The idea is straightforward, extract features of the environment state and the state in the next timestep. Applying selected action and feature representation of the current state, predict the one in the next timestep. Applying mean squared error between the real feature vector F(st+1) and predicted one F’(st+1) yields an intrinsic reward since the reward is a value of error term, meaning that the higher error will drive the agent to those unseen parts of the environment.

A combination of intrinsic and external rewards together improved agent performance a lot. During training, the agent was able to go up until the 5th floor, but the policy variance was also high, sometimes the agent would finish on the 2nd floor, sometimes on 3rd, etc. This was achieved after around 14 hours of training. This was, of course, a limiting factor since I made the problem episodic and violently reset the environment after 128 timesteps, but this problem was continuous, and with a setup like that, the agent would go even further I am sure of it.

Picture 7: Training process of PPO algorithm

Implementation of this solution was not straightforward either since not everything worked out-of-the-box. During implementation, there were some engineering tricks proposed by various authors (not in paper but in code implementation!) on how to make the RL training process more stable, and much focus was put in those efforts. Things like observation normalization, running standard deviation reward scaling, advantage normalization, and custom network initialization made this whole process a lot harder since this was something that had to be learned along the way, which is a lot harder, but that is the research process. In the end, we got an agent that can solve about three floors of the Obstacle Tower environment, after 14 hours of the training process by already mentioned hardware. The results are pretty modest, but there is much room for improvement. The agent showed that generalization is not a problem during learning. Still, lack of additional data which would remove unnecessary exploration (in a case when it's not needed) could make the performance even better. The baseline that I've mentioned earlier for the PPO algorithm was five floors after 20 million timesteps on 50 parallel environments. After this, you get what's the difficulty level here.
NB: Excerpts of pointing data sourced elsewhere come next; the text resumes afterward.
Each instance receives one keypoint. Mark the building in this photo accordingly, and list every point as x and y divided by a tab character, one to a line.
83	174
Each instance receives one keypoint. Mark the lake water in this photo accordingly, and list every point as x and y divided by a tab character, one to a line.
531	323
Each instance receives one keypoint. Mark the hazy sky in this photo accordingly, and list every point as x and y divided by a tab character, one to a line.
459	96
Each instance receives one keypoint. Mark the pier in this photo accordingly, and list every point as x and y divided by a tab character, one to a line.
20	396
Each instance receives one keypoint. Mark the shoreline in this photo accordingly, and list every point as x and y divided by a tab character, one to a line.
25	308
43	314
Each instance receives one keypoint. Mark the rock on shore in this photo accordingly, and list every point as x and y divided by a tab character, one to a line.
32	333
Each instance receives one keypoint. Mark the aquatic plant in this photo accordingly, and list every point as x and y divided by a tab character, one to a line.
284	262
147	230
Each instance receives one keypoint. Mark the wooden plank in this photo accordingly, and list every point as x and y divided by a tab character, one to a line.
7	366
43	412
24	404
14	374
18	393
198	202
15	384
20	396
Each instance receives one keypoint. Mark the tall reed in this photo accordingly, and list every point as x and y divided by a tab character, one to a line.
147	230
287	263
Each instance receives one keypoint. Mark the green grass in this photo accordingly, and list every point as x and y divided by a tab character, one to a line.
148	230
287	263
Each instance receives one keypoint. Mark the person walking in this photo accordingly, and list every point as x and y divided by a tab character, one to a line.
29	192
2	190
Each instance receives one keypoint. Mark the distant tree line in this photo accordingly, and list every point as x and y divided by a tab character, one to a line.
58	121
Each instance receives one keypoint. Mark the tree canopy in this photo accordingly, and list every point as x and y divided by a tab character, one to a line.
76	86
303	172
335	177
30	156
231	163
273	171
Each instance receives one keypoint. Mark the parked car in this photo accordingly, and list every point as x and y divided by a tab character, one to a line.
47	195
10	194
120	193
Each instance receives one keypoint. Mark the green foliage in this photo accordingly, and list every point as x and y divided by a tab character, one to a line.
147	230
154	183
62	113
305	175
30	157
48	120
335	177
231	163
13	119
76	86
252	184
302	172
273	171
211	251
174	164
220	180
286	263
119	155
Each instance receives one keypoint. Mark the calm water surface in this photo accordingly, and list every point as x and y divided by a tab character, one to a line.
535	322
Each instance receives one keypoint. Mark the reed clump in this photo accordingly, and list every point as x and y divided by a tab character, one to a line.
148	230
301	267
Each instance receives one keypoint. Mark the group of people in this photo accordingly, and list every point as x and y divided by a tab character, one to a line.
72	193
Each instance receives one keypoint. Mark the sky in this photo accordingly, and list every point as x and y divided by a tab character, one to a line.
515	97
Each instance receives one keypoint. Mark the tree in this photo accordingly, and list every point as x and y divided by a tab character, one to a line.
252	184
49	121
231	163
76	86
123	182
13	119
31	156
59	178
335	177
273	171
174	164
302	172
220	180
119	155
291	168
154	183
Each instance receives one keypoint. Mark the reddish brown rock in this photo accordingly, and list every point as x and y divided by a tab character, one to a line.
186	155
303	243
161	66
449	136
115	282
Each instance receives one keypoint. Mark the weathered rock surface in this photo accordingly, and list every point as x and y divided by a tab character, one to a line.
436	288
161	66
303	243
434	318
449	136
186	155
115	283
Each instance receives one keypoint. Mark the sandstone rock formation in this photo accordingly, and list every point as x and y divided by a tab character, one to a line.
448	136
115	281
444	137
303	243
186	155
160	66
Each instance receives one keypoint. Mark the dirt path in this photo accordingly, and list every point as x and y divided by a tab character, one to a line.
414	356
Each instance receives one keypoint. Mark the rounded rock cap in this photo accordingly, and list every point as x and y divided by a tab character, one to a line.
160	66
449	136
Conclusion: An agent is running in an Obstacle Tower environment

What can we say in the end, an agent is running in an Obstacle Tower environment after all. The Obstacle Tower environment has proven to be very challenging to master and is poised to push the boundaries of reinforcement learning research. Challenges from the visual, control, and planning aspects, as well as the rewards provided by the environment, require knowledge of the matter and leave room for further research. This environment certainly reinforces the claim that over time, more complex environments are created that are pushed to the stage in this area. Reinforcement learning proved to be a tough part of machine learning, requiring a lot of expertise and math knowledge. Since it's a pure research field, (almost) every bit of information (beyond basics) is placed in research papers, but engineering tricks that made algorithms work, train faster, etc. are not there, which makes them hard to reproduce. Ignoring all those challenges, this field is impressive, and it is fascinating to see that after a long process, a "smart" agent emerges, and it's able to play the game above human-level or even control and optimize some process.

In the end, Unity Technologies announced winners of the Obstacle Tower challenge. You can see solutions that winners and runner ups came up with. There are exciting new techniques and tricks such as behavior cloning, but what is nice to see is that some solutions did try ICM and can pass the 10th floor, etc. which means that the described procedure proves to be a contender.

A link towards my Github account, and this project is here, and, well, that conclusion brings this reinforcement learning story to an end, and we'll be seeing each other again in some other machine learning adventure! 'Till then, farewell!